Researchers from The Children’s Hospital of Philadelphia believe a new first-of-its kind tool will foster shared decision-making among physicians and patients and improve care for children with attention deficit hyperactivity disorder (ADHD).
Experts believe the new, three-part survey will improve communication and teamwork among families and physicians. Similar models of shared-decision making have been used to improve health care results in adults.
The results of the CHOP study are published in the journal Academic Pediatrics.
“Shared decision-making in health care means that doctors and families make decisions together. Doctors contribute their professional knowledge, and families weigh their values and personal experience,” said lead author Alexander Fiks, M.D., M.S.C.E.
“We chose to focus on ADHD for this study, because it is a relatively common diagnosis with two recommended treatment options — prescription medication and behavioral therapy — that require the family to make decisions about what will work best for them.
“Choosing a treatment that doesn’t ‘fit’ can lead to unsuccessful results. We wanted to see if we could create a tool to help guide families and physicians through this process.”
Appropriate treatment of ADHD is a pressing concern as studies suggest the number of physician outpatient visits in which ADHD was diagnosed in children under age 18 was 10.4 million. Psychostimulants such as Ritalin were prescribed in 87 percent of the visits.
The CHOP study involved 237 parents of children aged 6-12 who were diagnosed with ADHD within the past 18 months.
Using a combination of parent interviews, current research, and input from parent advocates and professional experts, researchers developed a standardized three-part questionnaire to help parents define and prioritize their goals for treatment; attitudes toward medication; and comfort with behavioral therapies.
The completed survey serves as a guide to support families and health care providers to reach the most effective and workable treatment for a child’s ADHD.
“It’s important to know whether a parent’s primary goal is to keep a child from getting in trouble at school, improve academic performance, or maintain more peace with family members or peers,” said Fiks.
“We also need to learn about the family’s lifestyle and attitudes toward behavioral therapy and medication. All of these factor into making the best treatment decision for each individual child and family.”
Historically, pediatric care providers make unilateral decisions with minimal input regarding families’ preferences and treatment goals for ADHD.

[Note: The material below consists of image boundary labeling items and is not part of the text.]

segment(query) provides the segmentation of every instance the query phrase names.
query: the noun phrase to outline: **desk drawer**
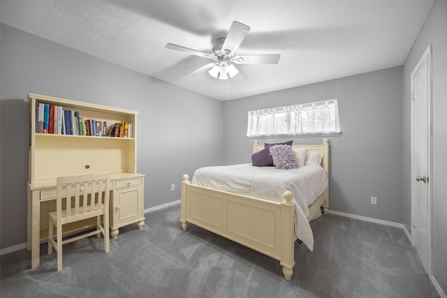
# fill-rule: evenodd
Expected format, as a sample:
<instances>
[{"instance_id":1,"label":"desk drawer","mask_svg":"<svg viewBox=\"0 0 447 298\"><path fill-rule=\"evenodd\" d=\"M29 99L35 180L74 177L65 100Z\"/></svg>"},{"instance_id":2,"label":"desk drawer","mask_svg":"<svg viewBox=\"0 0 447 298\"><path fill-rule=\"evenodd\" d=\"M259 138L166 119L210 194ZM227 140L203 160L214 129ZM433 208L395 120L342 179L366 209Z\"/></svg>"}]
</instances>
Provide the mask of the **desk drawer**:
<instances>
[{"instance_id":1,"label":"desk drawer","mask_svg":"<svg viewBox=\"0 0 447 298\"><path fill-rule=\"evenodd\" d=\"M142 178L132 178L115 181L115 188L122 188L124 187L135 186L142 184Z\"/></svg>"}]
</instances>

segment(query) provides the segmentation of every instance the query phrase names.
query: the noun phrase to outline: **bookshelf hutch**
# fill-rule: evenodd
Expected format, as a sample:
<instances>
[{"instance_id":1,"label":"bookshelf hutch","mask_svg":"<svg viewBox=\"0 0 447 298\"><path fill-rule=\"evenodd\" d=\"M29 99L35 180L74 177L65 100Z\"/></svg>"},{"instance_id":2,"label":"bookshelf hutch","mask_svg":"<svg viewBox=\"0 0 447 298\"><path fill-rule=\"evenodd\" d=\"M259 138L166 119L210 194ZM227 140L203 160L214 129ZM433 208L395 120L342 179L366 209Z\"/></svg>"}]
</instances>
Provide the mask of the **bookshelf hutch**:
<instances>
[{"instance_id":1,"label":"bookshelf hutch","mask_svg":"<svg viewBox=\"0 0 447 298\"><path fill-rule=\"evenodd\" d=\"M48 235L47 213L55 209L56 179L59 176L87 173L110 174L110 226L112 238L119 228L131 223L144 226L144 174L137 173L136 124L138 112L92 103L29 94L29 147L28 177L28 249L31 250L31 267L39 265L39 244ZM73 111L80 121L58 118L54 112L53 128L48 133L39 128L39 111L43 105ZM56 108L54 110L56 110ZM61 116L64 117L64 116ZM68 115L67 115L68 117ZM81 118L82 117L82 118ZM128 137L85 135L82 123L87 119L115 124L131 124ZM58 121L57 121L58 120ZM72 121L73 120L73 121ZM70 122L80 129L61 128ZM87 122L84 122L87 124ZM57 126L59 124L59 131ZM104 130L105 131L105 130ZM88 133L87 133L88 134ZM98 135L101 135L98 133ZM94 223L68 226L64 232L84 229Z\"/></svg>"}]
</instances>

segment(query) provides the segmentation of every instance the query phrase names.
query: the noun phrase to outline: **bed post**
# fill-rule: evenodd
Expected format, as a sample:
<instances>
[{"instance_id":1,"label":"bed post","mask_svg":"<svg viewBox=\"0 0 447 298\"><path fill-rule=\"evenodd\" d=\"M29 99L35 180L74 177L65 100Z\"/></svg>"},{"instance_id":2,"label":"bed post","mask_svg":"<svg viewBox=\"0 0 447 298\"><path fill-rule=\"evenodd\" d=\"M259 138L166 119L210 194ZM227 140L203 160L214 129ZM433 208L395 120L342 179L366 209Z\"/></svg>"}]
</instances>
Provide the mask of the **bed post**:
<instances>
[{"instance_id":1,"label":"bed post","mask_svg":"<svg viewBox=\"0 0 447 298\"><path fill-rule=\"evenodd\" d=\"M329 179L329 140L326 137L323 139L323 167L328 174L328 179ZM323 213L328 214L328 209L329 209L329 182L328 182L328 188L324 192L325 197L324 202L323 202Z\"/></svg>"},{"instance_id":2,"label":"bed post","mask_svg":"<svg viewBox=\"0 0 447 298\"><path fill-rule=\"evenodd\" d=\"M286 281L290 281L293 274L295 265L295 203L292 201L293 194L287 191L284 194L284 200L281 202L281 266Z\"/></svg>"},{"instance_id":3,"label":"bed post","mask_svg":"<svg viewBox=\"0 0 447 298\"><path fill-rule=\"evenodd\" d=\"M181 203L181 213L180 213L180 221L182 222L182 228L184 231L186 231L188 228L188 223L186 223L186 186L189 184L189 176L187 174L183 175L182 177L182 203Z\"/></svg>"}]
</instances>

A new philosophy promulgated by The Institute of Medicine and the American Academy of Pediatrics recommends that healthcare providers use shared decision-making to help families select the best treatment option for ADHD.
A well-designed questionnaire may help both patient-families and providers to feel more satisfied with their child’s ADHD treatment. The researchers say this is a promising model for more widespread use to aid with treatment decisions for children with ADHD and, in the future, could be tailored for use with other medical conditions.
Until the approach is more widely adopted, Fiks and his colleagues recommend parents ask themselves a few questions to help get the most out of their office visit:
“For the pediatrician’s part, it is our responsibility to fully inform parents about their options for treating ADHD and to seek guidance from families about which options will best meet their treatment goals and be manageable for their lifestyle,” said Fiks.
“Research shows that patients adhere much better to the treatment options that they are comfortable with and that are the most practical for them. We need to make sure we’re asking the right questions.”